# If could do it all over again...



## DonSchap (Jun 24, 2006)

Imagine you had $6500 to spend on equipment. Okay then...

Which 'digital' brand would get the nod and which lenses would you go for, right off the bat? (Remember, no exceeding the budget. Use B&H for reference pricing)  

Ready... go! :lmao:


----------



## markc (Jun 24, 2006)

Canon 5D - $2600
35mm/f2.0 - $200
50mm/f1.4 - $300
85mm/1.2 II - $2100 <- would be on my camera 95% of the time
135mm/f2.0 - $900
The rest on vertical grip, flash cards, batteries, etc.

I'd go with Canon again, because that's what I know, and I know I like them. I picked Canon over Nikon only by chance. I knew either would have made me happy, I just got a better deal on the used Elan I was looking at than the 6006.


----------



## danalec99 (Jun 24, 2006)

Canon

5D - 2,579.95
35mm f1.4 - 1,099.95
50mm f1.4 - 289.95
85mm f1.2 II - 2,099.00
Rest for the cards, vertical grip, batteries etc.

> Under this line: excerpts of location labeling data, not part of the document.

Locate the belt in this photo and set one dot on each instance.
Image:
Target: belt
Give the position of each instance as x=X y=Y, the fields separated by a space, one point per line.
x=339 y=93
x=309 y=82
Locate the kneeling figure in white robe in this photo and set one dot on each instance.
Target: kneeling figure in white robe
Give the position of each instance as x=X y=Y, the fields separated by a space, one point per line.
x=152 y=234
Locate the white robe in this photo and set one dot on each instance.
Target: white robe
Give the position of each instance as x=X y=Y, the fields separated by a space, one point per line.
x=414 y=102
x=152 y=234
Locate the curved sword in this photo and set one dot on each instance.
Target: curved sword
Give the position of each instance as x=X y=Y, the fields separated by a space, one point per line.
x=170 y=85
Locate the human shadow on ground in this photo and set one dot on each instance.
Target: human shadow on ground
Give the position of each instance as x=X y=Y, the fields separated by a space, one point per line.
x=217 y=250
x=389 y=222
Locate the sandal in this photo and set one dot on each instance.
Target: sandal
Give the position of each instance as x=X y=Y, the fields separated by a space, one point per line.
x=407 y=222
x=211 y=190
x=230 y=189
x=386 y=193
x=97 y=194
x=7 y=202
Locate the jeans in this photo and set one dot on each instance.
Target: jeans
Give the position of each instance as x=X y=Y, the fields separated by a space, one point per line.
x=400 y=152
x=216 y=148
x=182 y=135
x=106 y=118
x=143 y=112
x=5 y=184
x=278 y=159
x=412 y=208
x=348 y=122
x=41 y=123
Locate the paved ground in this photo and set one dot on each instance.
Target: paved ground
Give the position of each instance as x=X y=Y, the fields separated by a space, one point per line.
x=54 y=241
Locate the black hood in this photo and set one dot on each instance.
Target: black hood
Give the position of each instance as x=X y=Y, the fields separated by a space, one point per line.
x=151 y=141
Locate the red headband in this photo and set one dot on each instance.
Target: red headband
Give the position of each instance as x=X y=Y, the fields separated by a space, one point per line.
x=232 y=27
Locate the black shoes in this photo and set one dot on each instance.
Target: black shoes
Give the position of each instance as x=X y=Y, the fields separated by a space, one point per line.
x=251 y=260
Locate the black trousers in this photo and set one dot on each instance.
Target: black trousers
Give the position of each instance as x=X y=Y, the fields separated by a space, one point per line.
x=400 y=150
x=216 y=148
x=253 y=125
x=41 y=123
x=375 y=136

Like Mark said, I picked C over N by chance. My cousin who was using a 10D then, pointed me to Canon. Content with the choice thus far.


----------



## Alison (Jun 25, 2006)

Now this is the benefit of living in the same house as another TPF member :mrgreen:  I currently shoot with a Canon 10D. I like the camera, but having also shot Nikon I have to say if I had the money I would convert. 

Alison
Nikon 
D2X  $ 3,799.95
50mm 1.4  $ 279.95
70-200 VR 2.8 $ 1,599.95
SB800 Speedlite w/Quantum Turbo battery & Charger $714.95
Rest would be on CF cards and batteries, etc

Hobbes28:
Nikon
D2X  $ 3,799.95
50mm 1.8  $ 119.95
14mm 2.8 $ 1,229.95
24-85 2.8  $ 469.95
Nikon wireless R1C1 flash  $ 659.95
Remaining on CF cards, batteries, etc

That was fun....now who is going to give us $13,000 to go and buy all that? :mrgreen:


----------



## Tiberius (Jun 25, 2006)

I used Amazon for Reference Pricing - Too lazy to go back and compare against B&H.

Nikon:

Nikon D200: $1700
12-24 f/4G: $950
28-70 f/2.8: $1400
70-200 f/2.8 AF-S VR: $1600
SB-800 Speedlight: $330

That leaves about $500 to spend on cases/tripods/memory.


----------



## DonSchap (Jul 6, 2006)

I considered what would be a "perfect bag" for the beginning pro or serious hobbyist (non-pro)... who wasn't concerned with having all "L"-glass in his sack, but just wanted to cover the spread from Ultra-wide to high telephoto for a Canon APS-C digital body (350D/20D/30D) with quality semi-pro glass & w/ thin, trouble-free filters (reducing chance vignetting while zooming).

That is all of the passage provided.